Unos amigos que vuelven de Nueva York me narran su admiración ante el Memorial del 11S, que yo no he tenido aún ocasión de visitar. No fue el descomunal trabajo de arqueología histórica allí realizado lo que más los impresionó. Fue algo sencillo: los vídeos en bucle de los autores de los atentados en el momento de pasar impunemente controles de aeropuerto que hasta un niño de pecho hubiera podido saltarse. De esas pequeñas negligencias nació la mayor matanza religiosa de la era contemporánea.

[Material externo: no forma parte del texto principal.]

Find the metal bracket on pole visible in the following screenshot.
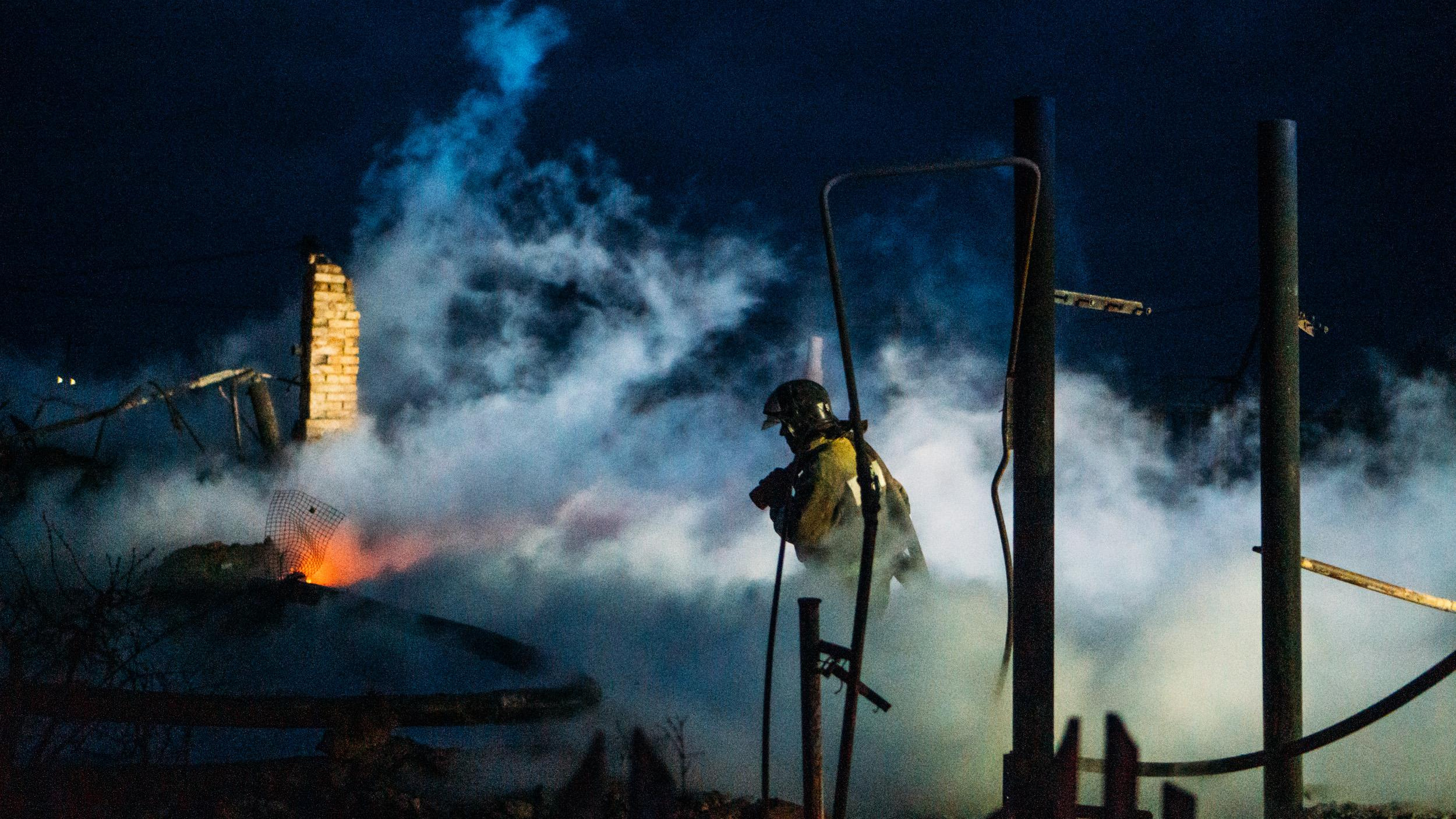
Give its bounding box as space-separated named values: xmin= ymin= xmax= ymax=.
xmin=1051 ymin=290 xmax=1153 ymax=316
xmin=818 ymin=640 xmax=890 ymax=711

Y la guerra mundial en la cual vivimos y a la cual no vemos hoy desenlace.

Muchas veces he comentado a mis alumnos, en el correr de mis clases sobre el siglo XVII, el pasaje en el cual cristaliza Spinoza la paradójica relación que fija la perspectiva moderna de lo político: «La libertad de pensamiento, o fuerza anímica, es una virtud privada. Mientras que la virtud del Estado es la seguridad». Hasta el día de hoy, ese axioma es el único suelo firme de la ciudadanía: somos hombres libres -podemos serlo- porque toda la potencia del Estado -que es mucha- está enfocada al único objetivo de garantizar nuestra seguridad. Si el Estado fracasa en esa garantía, no nos queda más destino que ser siervos (que, por cierto, es lo que «musulmán» significa en árabe: «sometido»).
Hay un modo infalible de perder una guerra: hacer como que la guerra no existe. En eso estamos.